CIT vs. M/s Happy Home Enterprises (Bombay High Court)
September, 23rd 2014
S. 80-IB(10)(d): Limit on extent of commercial area of housing project inserted w.e.f. 1.4.2005 does not apply to projects approved before that date
S. 80-IB(10) was amended by the Finance (No.2) Act, 2004, w.e.f. 01.04.2005 by insertion of clause (d) to provide that the built up area of the shops and other commercial establishments included in the housing project should not exceed five percent of the aggregate built up area of the housing project or 2000 square feet, whichever is less. In one case, the assessee’s housing project was approved before 31.03.2005 and completed before 01.04.2005 but the sale of some of the units in the said project took place after 01.04.2005 i.e. in A.Y. 2005-2006. In another case, the housing project was approved before 31.03.2005 but completed on or after 01.04.2005, but within the time-frame as laid down in s. 80-IB(10). The High Court had to consider whether the limitation inserted by the said clause (d) of s. 80-IB(10) applied to projects that were approved before 01.04.2005. HELD by the High Court:
(i) Clause (d) of s. 80-IB(10) is a condition that relates to and/or is linked with the approval and construction of the housing project and the Legislature did not intend to give any retrospectivity to it. At the time when the housing project is approved by the local authority, it decides, subject to its own rules and regulations, what quantum of commercial area is to be included in the said project. It is on this basis that building plans are approved by the local authority and construction is commenced and completed. It is very difficult, if not impossible to change the building plans and / or alter construction midway, in order to comply with clause (d) of s. 80-IB(10). It would be highly unfair to require an assessee to comply with s. 80-IB(10)(d) who has got his housing project approved by the local authority, before 31.03.2005 and has either completed the same before the said date or even shortly thereafter, merely because the assessee has offered its profits to tax in AY 2005-2006 or thereafter. It would be requiring the assessee to virtually do a humanly impossible task. This could never have been the intention of the Legislature and it would run counter to the very object for which these provisions were introduced, namely to tackle the shortage of housing in the country and encourage investment therein by private players. It is therefore clear that clause (d) of s. 80-IB (10) cannot have any application to housing projects that are approved before 31.03.2005.
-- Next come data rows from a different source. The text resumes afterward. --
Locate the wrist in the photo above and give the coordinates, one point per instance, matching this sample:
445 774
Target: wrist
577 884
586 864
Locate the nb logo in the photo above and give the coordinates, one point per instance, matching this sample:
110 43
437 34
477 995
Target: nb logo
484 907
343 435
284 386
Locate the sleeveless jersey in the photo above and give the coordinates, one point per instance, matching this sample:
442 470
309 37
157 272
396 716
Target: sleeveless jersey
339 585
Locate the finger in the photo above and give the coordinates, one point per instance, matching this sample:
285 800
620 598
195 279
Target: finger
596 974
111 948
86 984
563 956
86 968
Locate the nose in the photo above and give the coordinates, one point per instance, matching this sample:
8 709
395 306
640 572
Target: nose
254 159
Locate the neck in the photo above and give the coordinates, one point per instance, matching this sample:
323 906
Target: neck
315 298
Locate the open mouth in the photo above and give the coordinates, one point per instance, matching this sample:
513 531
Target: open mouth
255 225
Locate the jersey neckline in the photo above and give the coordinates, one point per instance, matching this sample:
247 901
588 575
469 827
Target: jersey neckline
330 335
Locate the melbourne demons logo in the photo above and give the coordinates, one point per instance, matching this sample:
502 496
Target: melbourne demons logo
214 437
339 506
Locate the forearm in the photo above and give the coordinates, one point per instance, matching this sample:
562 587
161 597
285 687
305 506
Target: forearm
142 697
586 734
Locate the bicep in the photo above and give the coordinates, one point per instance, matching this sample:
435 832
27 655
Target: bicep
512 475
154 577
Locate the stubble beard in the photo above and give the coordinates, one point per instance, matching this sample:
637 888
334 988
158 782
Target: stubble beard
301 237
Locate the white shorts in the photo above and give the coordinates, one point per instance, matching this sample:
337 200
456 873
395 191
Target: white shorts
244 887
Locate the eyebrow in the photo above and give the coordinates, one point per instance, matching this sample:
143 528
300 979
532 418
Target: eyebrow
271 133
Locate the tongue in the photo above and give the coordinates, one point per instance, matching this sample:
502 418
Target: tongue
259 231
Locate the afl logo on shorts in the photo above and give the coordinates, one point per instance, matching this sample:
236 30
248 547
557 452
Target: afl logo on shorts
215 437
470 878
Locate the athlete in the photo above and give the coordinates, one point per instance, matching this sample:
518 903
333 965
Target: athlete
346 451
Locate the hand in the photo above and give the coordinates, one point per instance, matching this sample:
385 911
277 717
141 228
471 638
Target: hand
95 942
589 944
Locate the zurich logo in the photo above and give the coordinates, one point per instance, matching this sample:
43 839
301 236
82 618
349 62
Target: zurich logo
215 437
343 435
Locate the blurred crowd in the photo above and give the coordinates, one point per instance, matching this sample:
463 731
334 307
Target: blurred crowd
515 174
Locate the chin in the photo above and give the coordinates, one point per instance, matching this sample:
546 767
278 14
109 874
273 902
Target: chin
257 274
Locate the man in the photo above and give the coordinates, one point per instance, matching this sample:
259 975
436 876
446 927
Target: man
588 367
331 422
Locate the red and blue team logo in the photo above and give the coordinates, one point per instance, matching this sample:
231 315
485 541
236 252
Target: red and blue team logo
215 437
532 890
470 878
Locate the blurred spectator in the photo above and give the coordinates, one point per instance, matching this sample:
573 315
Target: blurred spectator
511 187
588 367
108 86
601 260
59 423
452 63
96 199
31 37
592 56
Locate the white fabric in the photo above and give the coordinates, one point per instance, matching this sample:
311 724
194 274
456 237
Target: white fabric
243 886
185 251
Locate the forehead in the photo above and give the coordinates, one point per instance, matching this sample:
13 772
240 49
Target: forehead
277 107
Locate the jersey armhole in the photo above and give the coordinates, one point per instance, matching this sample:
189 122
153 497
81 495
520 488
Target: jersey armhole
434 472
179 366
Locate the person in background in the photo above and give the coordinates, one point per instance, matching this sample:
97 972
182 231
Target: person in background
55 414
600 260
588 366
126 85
(ii) The other reason for coming to the aforesaid conclusion is that if the revenue’s contention is accepted, then an assessee following the project completion method of accounting, who has completed the housing project by complying with all the conditions as set out in s. 80-IB(10) as it stood prior to 01.04.2005 would be disentitled to claim the deduction merely because he offers his profits to tax in AY 2005-06 while an assessee following the work-in-progress method of accounting would be entitled to the deduction u/s 80-IB(10) upto AY 2004-05, and denied the same from AY 2005-06 and thereafter. It could never have been the intention of the Legislature that the deduction u/s 80-IB(10) available to a particular assessee would be determined on the basis of the accounting method followed. This would lead to startling results (Brahma Associates 333 ITR 289 (Bom), G.R. Developers 353 ITR 1 (Kar), Manan Corporation 356 ITR 44 (Guj) followed; Reliance Jute Industries 120 ITR 921, SEBI vs. Ajay Agarwal AIR 2010 SC 3466 distinguished).